Map showing percentage of the population aged ≥18 years with BMI less than 18.5
Access to clean fuels: Percentage of the population with access to clean fuels and technologies for cooking.
Income inequality: GINI index is shown where 0 is perfect equality and 100 is perfect inequality.
Living in poverty: Percentage of the population living below the international poverty line, which is defined as living on $1.90 per day (at 2017 purchasing power parity).
Access to social protection: Percentage of the population covered by at least one social protection benefit.
Living in slums: Percentage of the urban population living in slums.
Undernutrition: Percentage of the population that is underweight (BMI <18.5), among people aged ≥18 years.
Source: World Bank Sustainable Development Goals Database (http://datatopics.worldbank.org/sdgs/); the WHO Global Health Observatory (https://www.who.int/data/gho)


The most recent data for undernutrition and five socioeconomic indicators associated with TB incidence are shown for the 30 high TB burden countries in Fig. 5.3.6. To facilitate comparisons with two indicators for which the ideal value is 100 (the percentage of the population with access to social protection and the percentage of the population with access to clean fuels), three of the other indicators (the percentage of the urban population living in slums, the percentage of the population with undernutrition and the percentage of the population living below the international poverty line) are represented as their inverse (i.e. the percentage of the urban population not living in slums, the percentage of the population with adequate nutrition and the percentage of the population living above the poverty line).
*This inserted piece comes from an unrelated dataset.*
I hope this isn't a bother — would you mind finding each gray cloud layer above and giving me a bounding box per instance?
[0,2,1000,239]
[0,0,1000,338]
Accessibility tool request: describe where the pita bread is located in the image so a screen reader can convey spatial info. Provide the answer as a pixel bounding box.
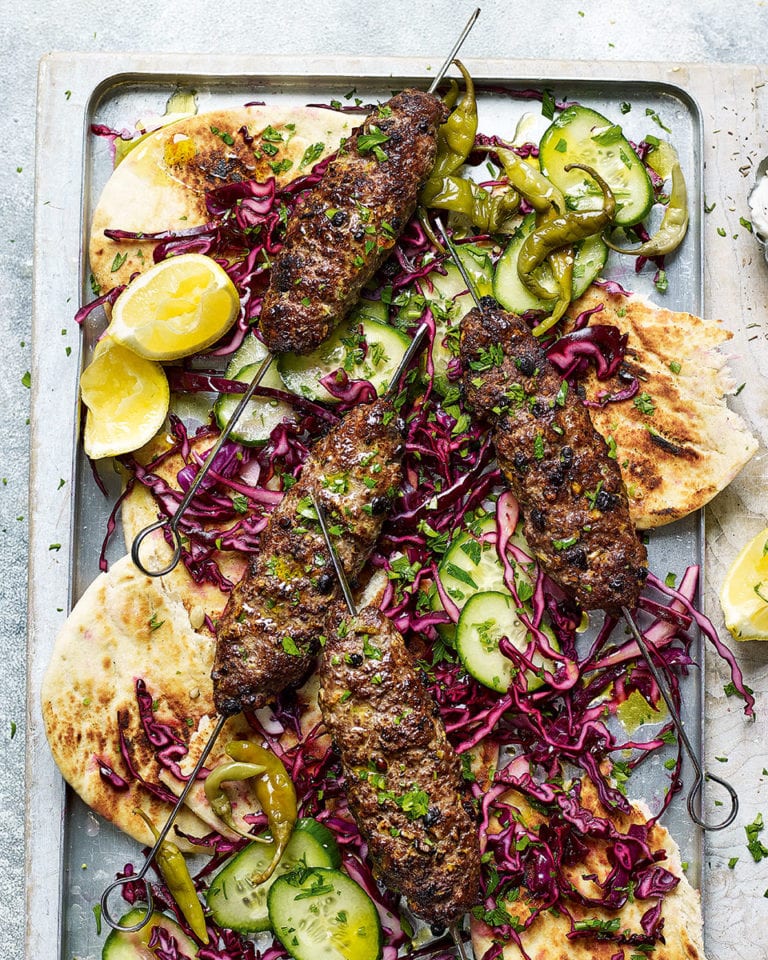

An inverse of the GINI index (a measure of income inequality, which can take values from 0 to 100) is also shown. All indicator values in the figure are for the general population as opposed to people with TB; values for people with TB specifically (e.g. out-of-pocket expenditure and access to social protection) may differ from these general values.

Clean fuels: Percentage of population with access to clean fuels and technologies for cooking.
Income equality: An inverse GINI index is shown where 0 is perfect income inequality and 100 is perfect income equality.
Not in poverty: Percentage of population living above the international poverty line, which is defined as living on $1.90 per day (at 2017 purchasing power parity).
Social protection: Percentage of the population covered by at least one social protection benefit.
Not in slums: Percentage of urban population not living in slums.
Adequate nutrition: Prevalence of BMI ≥18.5 among people aged ≥18 years.
Source: World Bank Sustainable Development Goals Database (http://datatopics.worldbank.org/sdgs/); the WHO Global Health Observatory (https://www.who.int/data/gho)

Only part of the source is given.